Regardless of the subdomain or path, the same PHP file is executed on the Tycoon2FA webserver. It is relatively short.

checker index.php
Checker index.php

This PHP file appears to either be provided by BlackTDS or is based on a provided template.

Basically the PHP performs the following:

  1. Use a variety of potential $_SERVER keys to try to determine the real source IP of the client connecting to the checker URL.
  2. Determine the referer.
  3. Collect the User-Agent.

It will take those values and then connect to the BlackTDS API at this base url.

hXXps://activecode[.]work/codework.php

The values collected and some hardcoded values are basically in this format and are sent as POST data.

fd=$flowdomain
ip=$ip
ref=$ref
ua=$ua
data=$data
sourceid=$sourceid
sourcename=$sourcename

The field fd is the flow domain which appears to be a unique identifier for each customer of BlackTDS.

At this time it is unknown what the purpose of sourceid and sourcename are.

If the BlackTDS API returns a 0 string, then the Tycoon2FA checker server will respond back to the victim’s browser with a 0. All other situations, including errors, will cause the checker to return a 1 string.

Ultimately what this translates to is that 1 means BlackTDS thinks the provided values are indicative of a bot. If BlackTDS believes the values represent a likely real person, then return a 0.

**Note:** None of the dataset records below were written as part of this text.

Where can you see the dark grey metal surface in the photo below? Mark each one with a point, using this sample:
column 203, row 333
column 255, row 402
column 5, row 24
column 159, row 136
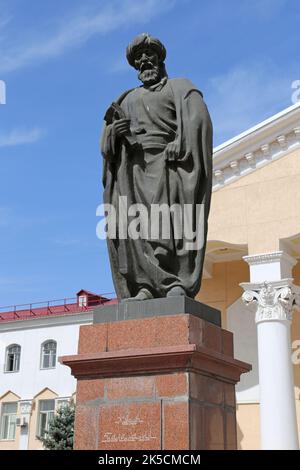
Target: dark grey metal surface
column 130, row 310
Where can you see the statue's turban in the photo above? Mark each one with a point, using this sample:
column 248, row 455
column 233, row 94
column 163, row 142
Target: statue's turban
column 145, row 40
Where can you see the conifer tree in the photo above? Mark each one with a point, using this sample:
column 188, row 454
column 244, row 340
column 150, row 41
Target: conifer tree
column 61, row 429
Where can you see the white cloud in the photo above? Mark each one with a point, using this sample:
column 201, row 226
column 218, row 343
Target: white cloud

The BlackTDS API response really is that simple.

The Tycoon2FA checker server mimics how the BlackTDS API behaves in that it relays back to the client workstation either the 0 or 1. Only if the client workstation receives a 0 will it proceed to display the fake login. All other situations will cause it to redirect to a decoy page.

IOCs

blacktds[.]codes
activecode[.]work

hXXps://zmia.alnucresc[.]com/g2PK/
aeeouirl[.]ru

Acknowledgement

Several other folks and companies were critical to uncovering the connection between Tycoon2FA and BlackTDS. I am thankful for them including me in this research.